I was admitted to the antenatal ward and I was told that I would probably be induced when my pregnancy was nearing the end of 8 months (37 weeks). However, shortly after being taken into hospital at 35 weeks, my blood pressure was checked again and it was very high. I was told that my baby needed to be delivered sooner as it was not safe to continue the pregnancy. I was shocked and in denial. I went to the labour ward, had a magnesium drip (to reduce the risks of a fit) and my blood pressure was continually monitored. After three attempts to induce labour with pessaries and lots of waiting, my doctor mentioned a c-section to the midwives in attendance. I seized upon this option as I was exhausted by that point and had little hope of the birth I had actually wanted. My doctors were initially reluctant but I am glad I pressed for a c-section as the delivery was quick and the atmosphere in the operating theatre was very relaxed.

My baby’s health

My baby, Thomas, was very small when he was born. I think there had been a mistake at the dating scan and that my baby was actually two or three weeks younger than they had estimated (i.e. I think he was born at 32/33 rather than 35 weeks). Thomas had fluid on his lungs and he was taken to SCBU (Special Care Baby Unit). To help his breathing, he had CPAP (Continuous Positive Airway Pressure) which kept air blowing into his airways. 

My breast milk didn’t come in for several days. When it did, there often weren’t enough breast pumps on the post-natal ward to go around. There were some good spaces screened off on SCBU that I could use to express though. At first, I was only able to look at my baby lying in his cot. I was soon able to get more involved with changing nappies and dressing him. Thomas stayed in hospital for three weeks.

My health after giving birth

I was in and out of consciousness after the c-section. I was moved to a post-natal ward and given medicine to reduce my blood pressure. It hadn’t been explained to me that my baby would be taken to SCBU after the birth and so I had expected him to be in the room when I returned from the operating theatre. Being on the post-natal ward with other new mothers and their babies was hard. It was also difficult to visit my baby in SCBU as I recovered. On one occasion, the nurses said that they couldn’t take me. It wasn’t until I became very upset that someone explained there was an emergency which meant the nurses were currently unavailable. 

I discharged myself from hospital a week after giving birth. I had my blood pressure checked at the hospital sometimes when I was visiting Thomas in SCBU. I stopped taking my blood pressure medicine once my baby was home as I was busier. I wasn’t given any information about post-natal pre-eclampsia risks and only found out about this sometime later.

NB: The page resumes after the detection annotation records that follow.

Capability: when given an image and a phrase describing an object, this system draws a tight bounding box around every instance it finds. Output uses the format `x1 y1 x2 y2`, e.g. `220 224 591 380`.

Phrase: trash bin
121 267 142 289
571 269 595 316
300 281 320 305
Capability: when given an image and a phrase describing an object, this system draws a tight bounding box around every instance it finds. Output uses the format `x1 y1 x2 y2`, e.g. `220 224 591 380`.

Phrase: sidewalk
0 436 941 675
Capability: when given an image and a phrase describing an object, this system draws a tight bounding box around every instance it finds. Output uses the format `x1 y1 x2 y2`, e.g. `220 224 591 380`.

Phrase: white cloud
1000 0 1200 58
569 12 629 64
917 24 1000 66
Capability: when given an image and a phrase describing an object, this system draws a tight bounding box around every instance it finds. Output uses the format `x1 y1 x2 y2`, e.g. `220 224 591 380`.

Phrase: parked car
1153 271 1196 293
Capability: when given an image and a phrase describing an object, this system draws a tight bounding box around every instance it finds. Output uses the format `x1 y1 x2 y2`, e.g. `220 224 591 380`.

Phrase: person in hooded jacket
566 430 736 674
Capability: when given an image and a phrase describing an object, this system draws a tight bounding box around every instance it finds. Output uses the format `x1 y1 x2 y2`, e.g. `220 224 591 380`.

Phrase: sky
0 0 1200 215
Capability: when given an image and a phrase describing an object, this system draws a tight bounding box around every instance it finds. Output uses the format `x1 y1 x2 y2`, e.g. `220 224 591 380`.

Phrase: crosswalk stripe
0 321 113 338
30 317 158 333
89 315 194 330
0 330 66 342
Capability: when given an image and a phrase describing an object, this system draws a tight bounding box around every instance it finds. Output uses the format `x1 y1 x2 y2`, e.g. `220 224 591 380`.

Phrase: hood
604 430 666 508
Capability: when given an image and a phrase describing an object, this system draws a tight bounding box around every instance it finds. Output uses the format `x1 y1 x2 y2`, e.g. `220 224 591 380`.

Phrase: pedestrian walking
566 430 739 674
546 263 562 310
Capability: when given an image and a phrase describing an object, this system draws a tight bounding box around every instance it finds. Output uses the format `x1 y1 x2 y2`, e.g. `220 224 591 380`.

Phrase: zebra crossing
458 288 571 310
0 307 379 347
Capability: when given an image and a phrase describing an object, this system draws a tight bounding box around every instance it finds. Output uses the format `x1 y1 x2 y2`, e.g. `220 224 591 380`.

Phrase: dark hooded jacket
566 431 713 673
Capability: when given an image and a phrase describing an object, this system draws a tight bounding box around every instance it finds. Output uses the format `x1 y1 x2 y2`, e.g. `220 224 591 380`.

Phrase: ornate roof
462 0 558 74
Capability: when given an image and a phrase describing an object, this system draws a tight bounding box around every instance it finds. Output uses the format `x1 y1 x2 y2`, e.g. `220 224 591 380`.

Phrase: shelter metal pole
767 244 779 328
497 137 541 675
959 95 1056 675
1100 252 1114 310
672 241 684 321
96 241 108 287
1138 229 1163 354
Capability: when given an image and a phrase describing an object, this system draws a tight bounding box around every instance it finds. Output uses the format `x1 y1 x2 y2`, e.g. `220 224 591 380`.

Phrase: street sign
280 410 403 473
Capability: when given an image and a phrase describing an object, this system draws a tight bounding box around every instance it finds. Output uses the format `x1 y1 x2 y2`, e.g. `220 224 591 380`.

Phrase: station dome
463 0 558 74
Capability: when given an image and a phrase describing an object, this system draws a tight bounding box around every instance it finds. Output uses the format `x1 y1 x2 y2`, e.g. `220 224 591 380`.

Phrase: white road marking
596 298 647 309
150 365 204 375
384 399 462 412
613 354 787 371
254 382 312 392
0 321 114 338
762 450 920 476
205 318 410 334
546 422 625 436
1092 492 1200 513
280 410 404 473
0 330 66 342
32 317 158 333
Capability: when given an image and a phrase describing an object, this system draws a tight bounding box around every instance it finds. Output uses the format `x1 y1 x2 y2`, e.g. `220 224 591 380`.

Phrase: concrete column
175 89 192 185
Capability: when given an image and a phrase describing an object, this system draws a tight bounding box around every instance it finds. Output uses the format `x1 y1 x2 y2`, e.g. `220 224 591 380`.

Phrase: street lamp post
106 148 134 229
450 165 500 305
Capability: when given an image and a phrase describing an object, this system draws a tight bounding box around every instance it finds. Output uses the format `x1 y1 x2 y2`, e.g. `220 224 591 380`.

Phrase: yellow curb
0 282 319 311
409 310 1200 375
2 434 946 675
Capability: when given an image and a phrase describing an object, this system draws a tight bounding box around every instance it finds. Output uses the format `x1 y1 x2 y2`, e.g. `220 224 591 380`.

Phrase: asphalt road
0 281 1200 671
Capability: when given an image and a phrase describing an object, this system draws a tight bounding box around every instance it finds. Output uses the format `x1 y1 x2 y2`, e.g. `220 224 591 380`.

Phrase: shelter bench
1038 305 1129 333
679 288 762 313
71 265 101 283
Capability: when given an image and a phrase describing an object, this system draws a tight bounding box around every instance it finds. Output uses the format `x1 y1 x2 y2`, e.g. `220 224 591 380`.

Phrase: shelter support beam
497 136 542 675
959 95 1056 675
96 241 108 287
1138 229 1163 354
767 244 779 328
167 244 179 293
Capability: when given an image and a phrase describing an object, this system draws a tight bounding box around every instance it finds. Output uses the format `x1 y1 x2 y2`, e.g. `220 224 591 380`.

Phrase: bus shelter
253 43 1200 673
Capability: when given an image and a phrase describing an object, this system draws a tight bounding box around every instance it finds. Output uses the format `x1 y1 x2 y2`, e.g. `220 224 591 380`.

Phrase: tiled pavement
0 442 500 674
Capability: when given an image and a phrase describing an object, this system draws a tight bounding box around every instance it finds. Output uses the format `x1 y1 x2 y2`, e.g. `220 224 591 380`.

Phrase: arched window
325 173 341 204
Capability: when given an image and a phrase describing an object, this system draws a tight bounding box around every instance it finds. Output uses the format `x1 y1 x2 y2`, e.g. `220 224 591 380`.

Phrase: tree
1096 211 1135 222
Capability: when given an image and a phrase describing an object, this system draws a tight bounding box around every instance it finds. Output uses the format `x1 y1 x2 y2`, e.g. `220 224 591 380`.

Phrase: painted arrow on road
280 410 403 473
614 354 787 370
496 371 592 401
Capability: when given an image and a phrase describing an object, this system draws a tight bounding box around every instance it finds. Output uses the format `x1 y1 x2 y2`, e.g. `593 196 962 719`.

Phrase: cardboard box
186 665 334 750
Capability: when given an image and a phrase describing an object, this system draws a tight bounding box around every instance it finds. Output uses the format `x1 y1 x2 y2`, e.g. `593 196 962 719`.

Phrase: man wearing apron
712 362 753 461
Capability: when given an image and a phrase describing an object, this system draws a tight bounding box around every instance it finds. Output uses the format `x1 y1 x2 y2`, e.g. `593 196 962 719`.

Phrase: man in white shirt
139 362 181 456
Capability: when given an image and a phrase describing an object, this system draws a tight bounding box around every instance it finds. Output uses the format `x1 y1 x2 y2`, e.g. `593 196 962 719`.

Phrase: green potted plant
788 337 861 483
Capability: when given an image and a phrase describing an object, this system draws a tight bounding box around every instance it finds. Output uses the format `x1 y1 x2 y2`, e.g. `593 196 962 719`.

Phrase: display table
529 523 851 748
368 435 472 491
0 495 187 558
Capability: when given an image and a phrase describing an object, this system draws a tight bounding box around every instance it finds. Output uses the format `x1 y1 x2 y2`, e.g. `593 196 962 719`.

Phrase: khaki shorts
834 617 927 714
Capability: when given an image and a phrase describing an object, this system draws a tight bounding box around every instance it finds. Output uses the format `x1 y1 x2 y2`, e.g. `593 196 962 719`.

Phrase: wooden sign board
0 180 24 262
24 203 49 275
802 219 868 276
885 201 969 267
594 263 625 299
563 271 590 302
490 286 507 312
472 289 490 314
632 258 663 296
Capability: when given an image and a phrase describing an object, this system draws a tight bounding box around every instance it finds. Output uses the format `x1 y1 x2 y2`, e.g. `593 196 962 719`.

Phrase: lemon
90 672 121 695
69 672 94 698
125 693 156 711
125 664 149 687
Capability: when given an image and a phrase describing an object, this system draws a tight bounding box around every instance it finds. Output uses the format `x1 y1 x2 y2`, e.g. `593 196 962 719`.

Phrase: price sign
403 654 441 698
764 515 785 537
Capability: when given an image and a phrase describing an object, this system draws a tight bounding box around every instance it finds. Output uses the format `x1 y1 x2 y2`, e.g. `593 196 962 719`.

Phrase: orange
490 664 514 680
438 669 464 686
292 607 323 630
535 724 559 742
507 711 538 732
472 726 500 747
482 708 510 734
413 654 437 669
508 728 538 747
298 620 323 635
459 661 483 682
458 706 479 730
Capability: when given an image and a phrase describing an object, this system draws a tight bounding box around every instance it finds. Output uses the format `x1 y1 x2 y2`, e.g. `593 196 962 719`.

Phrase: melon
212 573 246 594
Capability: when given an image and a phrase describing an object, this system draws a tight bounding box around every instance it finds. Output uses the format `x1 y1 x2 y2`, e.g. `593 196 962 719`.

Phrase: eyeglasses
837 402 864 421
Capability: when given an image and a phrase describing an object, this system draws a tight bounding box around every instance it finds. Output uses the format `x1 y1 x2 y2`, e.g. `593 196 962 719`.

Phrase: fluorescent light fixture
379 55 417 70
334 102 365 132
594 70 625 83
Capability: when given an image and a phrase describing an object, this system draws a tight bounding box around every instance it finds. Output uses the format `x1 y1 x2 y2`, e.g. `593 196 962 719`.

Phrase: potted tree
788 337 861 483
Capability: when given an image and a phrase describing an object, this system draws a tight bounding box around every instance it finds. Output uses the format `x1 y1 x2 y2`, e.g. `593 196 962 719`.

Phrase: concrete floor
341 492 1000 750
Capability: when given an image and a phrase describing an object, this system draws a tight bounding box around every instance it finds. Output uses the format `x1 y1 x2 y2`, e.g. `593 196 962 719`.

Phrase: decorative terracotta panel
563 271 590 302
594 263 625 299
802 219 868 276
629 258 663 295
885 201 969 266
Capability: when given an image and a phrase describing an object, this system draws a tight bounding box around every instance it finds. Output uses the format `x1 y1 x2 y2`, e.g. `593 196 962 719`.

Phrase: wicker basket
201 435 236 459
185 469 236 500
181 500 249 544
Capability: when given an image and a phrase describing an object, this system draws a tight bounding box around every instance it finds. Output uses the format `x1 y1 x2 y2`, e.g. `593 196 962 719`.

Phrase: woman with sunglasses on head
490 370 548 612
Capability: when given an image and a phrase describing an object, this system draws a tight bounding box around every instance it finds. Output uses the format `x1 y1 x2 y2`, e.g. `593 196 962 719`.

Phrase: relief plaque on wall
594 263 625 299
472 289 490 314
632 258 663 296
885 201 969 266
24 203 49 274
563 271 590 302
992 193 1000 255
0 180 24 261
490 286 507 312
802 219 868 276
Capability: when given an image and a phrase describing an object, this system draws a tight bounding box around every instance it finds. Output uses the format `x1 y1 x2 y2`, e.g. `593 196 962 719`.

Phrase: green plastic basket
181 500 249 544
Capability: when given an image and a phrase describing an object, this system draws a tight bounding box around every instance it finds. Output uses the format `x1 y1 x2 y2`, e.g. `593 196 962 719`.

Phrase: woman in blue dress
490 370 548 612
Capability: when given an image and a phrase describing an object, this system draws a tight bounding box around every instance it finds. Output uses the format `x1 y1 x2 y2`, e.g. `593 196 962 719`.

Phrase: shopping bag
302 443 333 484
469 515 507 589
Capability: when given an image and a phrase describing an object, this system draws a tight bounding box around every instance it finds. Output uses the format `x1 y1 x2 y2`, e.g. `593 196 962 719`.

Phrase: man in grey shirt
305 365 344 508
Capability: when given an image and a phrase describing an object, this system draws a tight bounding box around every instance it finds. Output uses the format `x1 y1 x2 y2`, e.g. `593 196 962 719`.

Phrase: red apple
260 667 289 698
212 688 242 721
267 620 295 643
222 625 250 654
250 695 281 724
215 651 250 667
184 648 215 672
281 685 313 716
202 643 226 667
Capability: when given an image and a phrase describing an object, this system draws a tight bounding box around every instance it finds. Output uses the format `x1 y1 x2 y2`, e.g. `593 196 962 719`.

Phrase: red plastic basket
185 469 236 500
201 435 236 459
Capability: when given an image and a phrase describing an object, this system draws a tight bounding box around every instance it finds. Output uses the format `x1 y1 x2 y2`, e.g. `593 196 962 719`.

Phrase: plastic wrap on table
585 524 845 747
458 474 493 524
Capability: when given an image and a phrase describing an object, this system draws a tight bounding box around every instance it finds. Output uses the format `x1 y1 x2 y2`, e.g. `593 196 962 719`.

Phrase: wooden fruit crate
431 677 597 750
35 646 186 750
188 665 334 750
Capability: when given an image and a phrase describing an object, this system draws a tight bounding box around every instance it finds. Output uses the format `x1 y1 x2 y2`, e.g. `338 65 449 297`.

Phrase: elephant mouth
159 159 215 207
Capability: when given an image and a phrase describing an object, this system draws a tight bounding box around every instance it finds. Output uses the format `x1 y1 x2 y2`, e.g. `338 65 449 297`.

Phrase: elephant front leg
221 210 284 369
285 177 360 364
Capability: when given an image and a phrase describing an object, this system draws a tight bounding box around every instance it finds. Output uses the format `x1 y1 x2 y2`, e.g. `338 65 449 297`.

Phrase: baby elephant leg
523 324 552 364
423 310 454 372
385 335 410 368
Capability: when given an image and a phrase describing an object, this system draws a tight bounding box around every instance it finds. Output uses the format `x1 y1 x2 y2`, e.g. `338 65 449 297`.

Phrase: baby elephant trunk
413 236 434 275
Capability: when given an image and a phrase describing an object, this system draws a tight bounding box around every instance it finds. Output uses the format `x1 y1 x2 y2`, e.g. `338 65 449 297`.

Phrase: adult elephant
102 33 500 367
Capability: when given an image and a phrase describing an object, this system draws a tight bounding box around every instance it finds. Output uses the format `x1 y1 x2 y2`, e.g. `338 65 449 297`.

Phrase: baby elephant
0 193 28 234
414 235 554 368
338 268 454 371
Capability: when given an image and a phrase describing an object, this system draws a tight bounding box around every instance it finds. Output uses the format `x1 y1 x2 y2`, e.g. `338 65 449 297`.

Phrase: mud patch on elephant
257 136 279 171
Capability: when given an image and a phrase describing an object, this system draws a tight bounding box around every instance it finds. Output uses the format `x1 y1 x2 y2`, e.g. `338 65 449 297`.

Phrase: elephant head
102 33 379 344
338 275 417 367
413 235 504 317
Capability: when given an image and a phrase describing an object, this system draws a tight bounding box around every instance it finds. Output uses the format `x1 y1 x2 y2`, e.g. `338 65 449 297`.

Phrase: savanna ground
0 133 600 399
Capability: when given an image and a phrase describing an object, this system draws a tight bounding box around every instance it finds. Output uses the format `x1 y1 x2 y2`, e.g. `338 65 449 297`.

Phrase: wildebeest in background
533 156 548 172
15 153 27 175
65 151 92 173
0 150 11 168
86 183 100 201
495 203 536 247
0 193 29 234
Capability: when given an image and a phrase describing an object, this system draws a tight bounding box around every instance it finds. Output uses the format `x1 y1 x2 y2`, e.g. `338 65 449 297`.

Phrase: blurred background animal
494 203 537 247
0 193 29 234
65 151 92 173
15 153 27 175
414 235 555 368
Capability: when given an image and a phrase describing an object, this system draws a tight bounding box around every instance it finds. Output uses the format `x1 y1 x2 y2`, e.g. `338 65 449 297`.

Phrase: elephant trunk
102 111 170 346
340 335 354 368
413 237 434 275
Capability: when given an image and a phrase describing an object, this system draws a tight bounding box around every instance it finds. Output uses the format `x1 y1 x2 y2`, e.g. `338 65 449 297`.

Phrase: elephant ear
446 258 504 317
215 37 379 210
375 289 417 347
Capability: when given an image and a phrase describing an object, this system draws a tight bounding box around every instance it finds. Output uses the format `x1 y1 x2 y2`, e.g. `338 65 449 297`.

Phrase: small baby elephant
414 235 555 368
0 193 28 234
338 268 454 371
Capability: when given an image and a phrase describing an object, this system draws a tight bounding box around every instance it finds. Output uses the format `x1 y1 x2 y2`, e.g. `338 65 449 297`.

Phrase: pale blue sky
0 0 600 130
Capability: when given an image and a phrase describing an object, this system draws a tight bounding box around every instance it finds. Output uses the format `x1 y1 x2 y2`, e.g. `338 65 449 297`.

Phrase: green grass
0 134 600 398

I also found out from my medical records that my blood pressure had been steadily rising throughout the pregnancy, but nothing had been said to me about it at the time.

The emotional impact

It was difficult being apart from my baby. I was in shock about the situation and found it difficult to bond with Thomas as I couldn’t touch or hug him at first. The medical staff in SCBU said my baby would be going home soon but they didn’t explain how long they meant by this. I didn’t want to talk to people about what had happened to me at first and I declined offers from friends to visit me and Thomas in hospital. Instead, I wanted to wait until we were both home and settled. It was helpful to hear others’ similar experiences through an online support group. I also shared some tips I learnt, such as taking a lip balm into SCBU as I found the air very dry. My advice to other pregnant women is to speak up if things don’t seem right and to be involved in decisions if possible.